(367d) Entity Extraction for Ontology Based Intelligent Querying in the Pharmaceutical Domain | AIChE

(367d) Entity Extraction for Ontology Based Intelligent Querying in the Pharmaceutical Domain


Patil, S. V. - Presenter, Purdue University

A huge body of pharmaceutical information gets generated in terms of scientific documents associated with every pharmaceutical product developed. The documents include wide ranging information such as pre-formulation studies, product formulation, process development, and manufacturing [1]. Further, information is represented in a variety of ways: raw data or unstructured laboratory reports; tabular or graphical data describing study designs or experimental results; and mathematical models. Owing to the lack of an inherent structure, it is not possible to organize and make (re)use of information for new design decisions in an efficient manner. While relational databases address this problem partially, by facilitating efficient retrieval of information, they suffer from the following limitations: (1) schemata that define entity attributes and relationships need to be created a priori; also, the schemata are static (2) populating the databases is largely a manual process and hence not scalable, and (3) there is no way to extract implicit relationships that might exist across entities.

In this work, we address the problem of extracting entities (or concepts) and relations between entities to automatically build an ontology over a corpus of pharmaceutical documents. We use a classification model based on conditional random fields [2] to tag document text using predefined entity types such as TABLET, API, MANUFACTURING_PROCESS and OPERATING_CONDITION. We build an interface to the Purdue Ontology for Pharmaceutical Engineering (POPE) [3] such that the ontology engine is populated with entities and relations automatically. The ontology is then used to search for associations between entities and answer questions that help in making design decisions.

Fluck et al. [4] provide a general overview of information extraction in the life sciences industries with a special emphasis on biomedical entity extraction (for example, protein and gene names). They also describe the specific challenges in chemical entity recognition and highlight some of the recent work in that direction. Banville [5] reports the problems in mining chemical structural information from pharmaceutical literature, mainly due to the non-standard representation of chemical structures. While there is substantial effort in the biomedical and clinical domains in entity extraction and question answering [6-10], there is not much focused research in addressing this problem as applied to pharmaceutical drug design and discovery. Our work is an effort in this direction


1. P. Beringer, A. DerMarderosian and L. Felton. Remington: The science and practice of pharmacy, 21st Edition, Lippincott, Williams and Wilkins, University of the sciences, Philadelphia 2006.

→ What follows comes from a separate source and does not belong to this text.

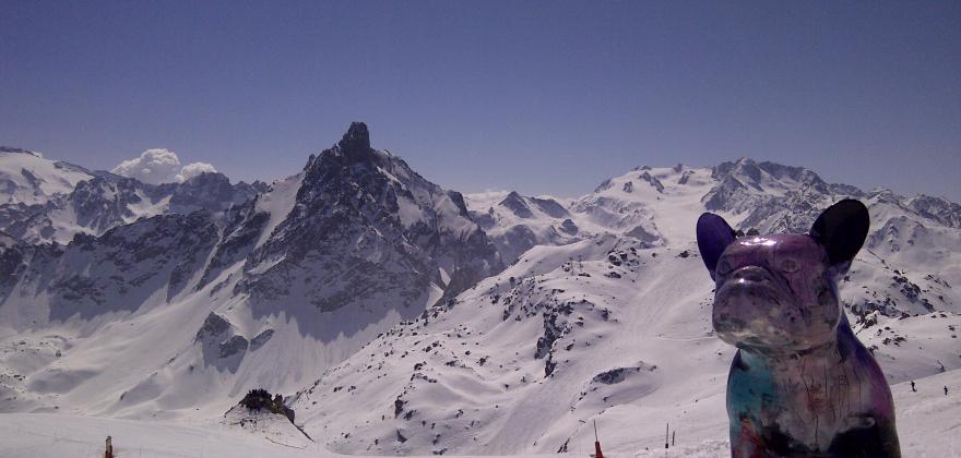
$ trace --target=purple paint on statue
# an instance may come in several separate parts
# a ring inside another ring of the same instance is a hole
[[[717,215],[698,220],[714,330],[739,349],[727,382],[733,456],[900,456],[890,388],[838,300],[868,226],[857,201],[824,210],[808,234],[738,239]]]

2. J. Lafferty, A. McCallum, F. Pereira. Conditional random fields: Probabilistic models for segmenting and labeling sequence data. In Proc. 18th International Conf. on Machine Learning, Morgan Kaufmann, San Francisco, CA, 2001, pp. 282?289.

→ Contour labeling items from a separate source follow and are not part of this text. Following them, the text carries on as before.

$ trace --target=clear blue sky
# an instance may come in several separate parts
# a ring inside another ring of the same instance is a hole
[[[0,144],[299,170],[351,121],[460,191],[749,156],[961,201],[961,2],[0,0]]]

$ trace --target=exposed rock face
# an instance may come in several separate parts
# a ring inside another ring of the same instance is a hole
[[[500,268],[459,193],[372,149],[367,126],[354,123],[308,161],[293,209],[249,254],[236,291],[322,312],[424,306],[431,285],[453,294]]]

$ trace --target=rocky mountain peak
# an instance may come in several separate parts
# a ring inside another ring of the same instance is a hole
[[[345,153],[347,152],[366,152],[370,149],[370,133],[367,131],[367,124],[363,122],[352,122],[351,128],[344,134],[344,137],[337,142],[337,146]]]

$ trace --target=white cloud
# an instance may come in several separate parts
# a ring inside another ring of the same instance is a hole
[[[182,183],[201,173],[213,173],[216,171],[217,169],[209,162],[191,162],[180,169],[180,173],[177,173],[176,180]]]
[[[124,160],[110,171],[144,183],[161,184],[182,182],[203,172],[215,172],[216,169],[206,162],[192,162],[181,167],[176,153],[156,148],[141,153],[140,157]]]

3. L. M. Hailemariam, A. Jain, P. Suresh, V. P. K. Akkisetty, G. Joglekar, S-H. Hsu, K. R. Morris, G. V. Reklaitis, P. K. Basu and V. Venkatasubramanian. The Pope Ontology for Pharmaceutical Product Development. AICHE Annual Meeting, Salt Lake City, 2007.

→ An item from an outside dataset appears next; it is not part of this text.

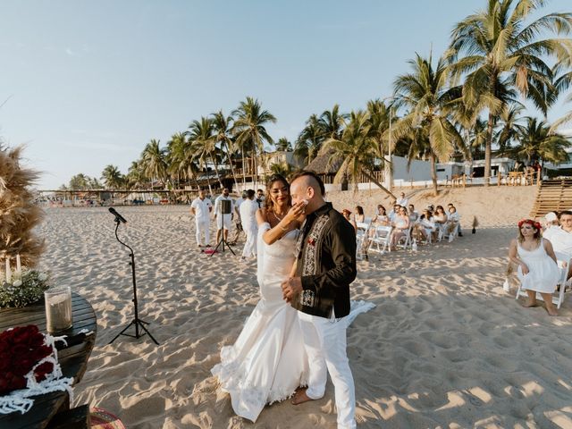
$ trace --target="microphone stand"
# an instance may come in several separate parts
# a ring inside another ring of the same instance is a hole
[[[127,337],[137,338],[139,340],[140,337],[145,335],[145,333],[147,332],[147,334],[151,338],[151,340],[153,340],[153,342],[155,342],[158,346],[159,343],[157,342],[157,341],[155,338],[153,338],[153,335],[151,335],[151,332],[149,332],[147,331],[147,329],[145,327],[145,324],[149,324],[148,322],[144,322],[143,320],[139,319],[138,307],[137,307],[137,282],[135,281],[135,254],[134,254],[133,249],[131,248],[130,248],[127,244],[125,244],[121,240],[119,240],[119,236],[117,235],[117,230],[119,229],[119,224],[120,223],[121,223],[121,220],[119,219],[119,217],[115,216],[115,239],[117,239],[117,241],[119,241],[120,244],[122,244],[122,246],[124,246],[127,248],[129,248],[130,252],[129,254],[129,256],[131,258],[131,262],[130,262],[129,265],[131,265],[131,275],[132,275],[132,279],[133,279],[133,299],[132,299],[132,301],[133,301],[133,308],[135,310],[135,317],[133,318],[133,320],[131,320],[129,323],[129,324],[127,326],[125,326],[123,328],[123,330],[121,332],[119,332],[117,335],[115,335],[115,337],[114,337],[114,339],[111,341],[109,341],[108,344],[111,344],[115,340],[117,340],[120,335],[125,335]],[[125,331],[127,331],[131,326],[131,324],[135,325],[135,335],[131,335],[131,334],[129,334],[129,333],[124,333]],[[139,331],[139,328],[141,328],[142,331]]]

4. J. Fluck, M. Zimmermann, G. Kurapkat and M. Hofmann. Information extraction technologies for the life science industry. Drug Discovery Today, Vol. 2, No.3, 2005, Elsevier, DOI: 10.1016/j.ddtec.2005.08.013.

5. D. L.Banville. Mining chemical structural information from the drug literature. Drug Discovery Today, Vol. 11, No. 1/2, January 2006, Elsevier.

6. R. McDonald and F. Pereira. Identifying gene and protein mentions in text using conditional random fields. BMC Bioinformatics, 6(Suppl 1):S6, 2005, doi:10.1186/1471-2105-6-S1-S6.

7. L. Tanabe, N. Xie, L. H. Thom, W. Matten and W. j. Wilbur. GENETAG: a tagged corpus for gene/protein named entity recognition. BMC Bioinformatics, 6(Suppl 1):S3, 2005, doi:10.1186/1471-2105-6-S1-S3

8. B. Settles. ABNER: an open source tool for automatically tagging genes, proteins and other entity names in text. Bioinformatics, 21(14):3191-3192, 2005, doi:10.1093/bioinformatics/bti475

9. D. Demner-Fushman and J. Lin. Knowledge Extraction for Clinical Question Answering: Preliminary Results. In proceedings of the AAAI-05 Workshop on Question Answering in Restricted Domains, 2005

10. P. Zweigenbaum. Question Answering in Biomedicine. In proceedings of the Workshop on Natural Language Processing for Question Answering. EACL 2003.